Qu’est-ce qui pousse une journaliste à se jeter dans la gueule du loup, à braver les bombes, à défier par sa seule présence une horde de combattants intégristes, obscurantistes et armés jusqu’aux dents ?

Voulait-elle se prouver qu’elle en était capable, affronter sa peur, donner une voix aux Afghans, vivre en direct des évènements historiques ? Un peu tout ça ?

« Qu’est-ce qui me poussait, je ne sais pas. C’est monstrueux de logistique. Tu passes les deux tiers de ton temps à te demander comment te déplacer, comment assurer ta sécurité, comment te brancher… »

Lorsque la guerre a éclaté au Liban, en 2006, elle était scotchée à un écran de la salle de rédaction de La Presse, à regarder les bombes pleuvoir, quand son patron l’a convoquée dans son bureau.

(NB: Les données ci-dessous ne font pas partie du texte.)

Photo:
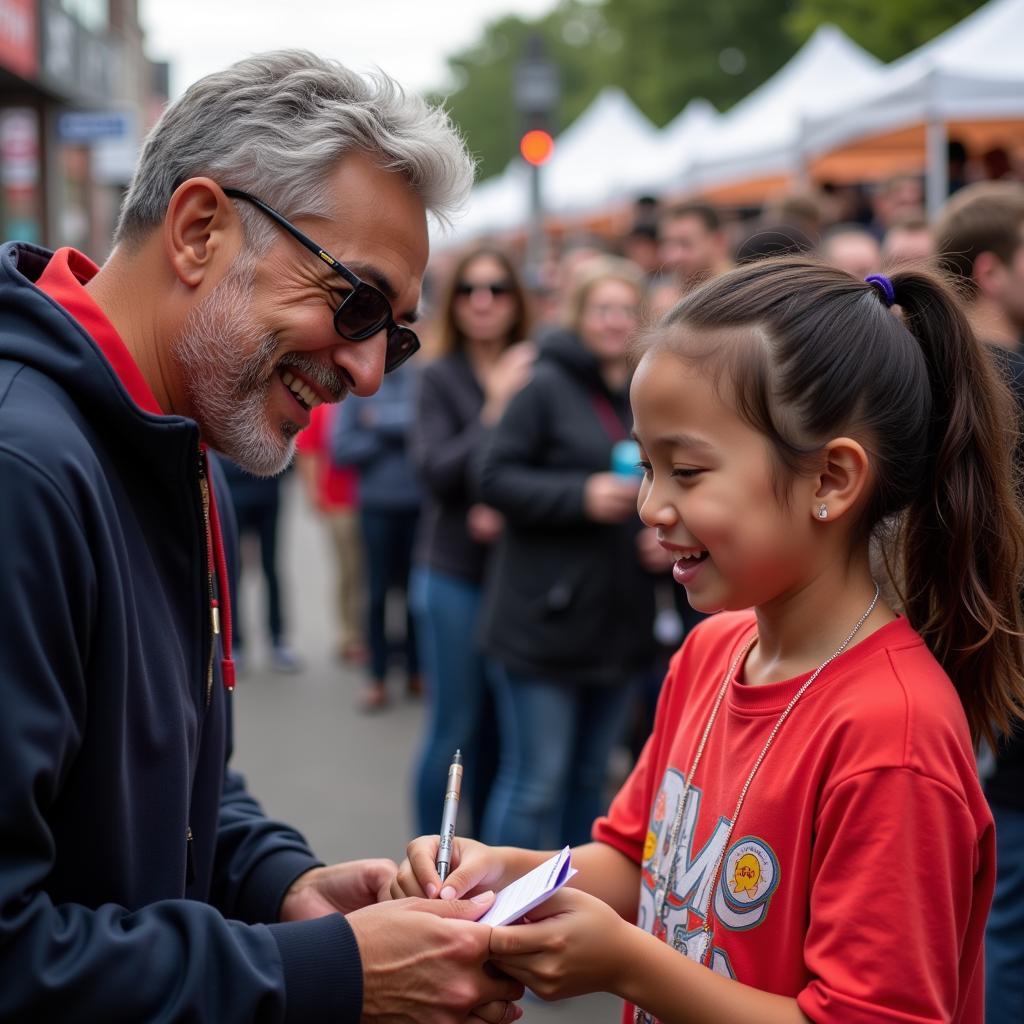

« Irais-tu au Liban ? », lui a-t-il demandé. « Dans ma tête, je me disais : ‟Es-tu fou, toi ?! Aller au Liban !” Fait que j’ai dit oui… »

Elle est sortie du bureau en se demandant : « Mais pourquoi, pourquoi j’ai dit oui ?… »

Même après toutes ces années de reportages en zones de guerre, Michèle Ouimet avoue ne pas avoir trouvé de réponse claire à cette question. Peut-être n’en a-t-elle jamais vraiment cherché.

« Il y a une force qui me poussait. Une curiosité, aussi. Je veux voir ce qui se passe. Il faut témoigner. En Syrie, plus personne ne témoigne. C’est dramatique, quand il n’y a plus de journalistes, parce qu’on ne sait plus ce qui se passe. »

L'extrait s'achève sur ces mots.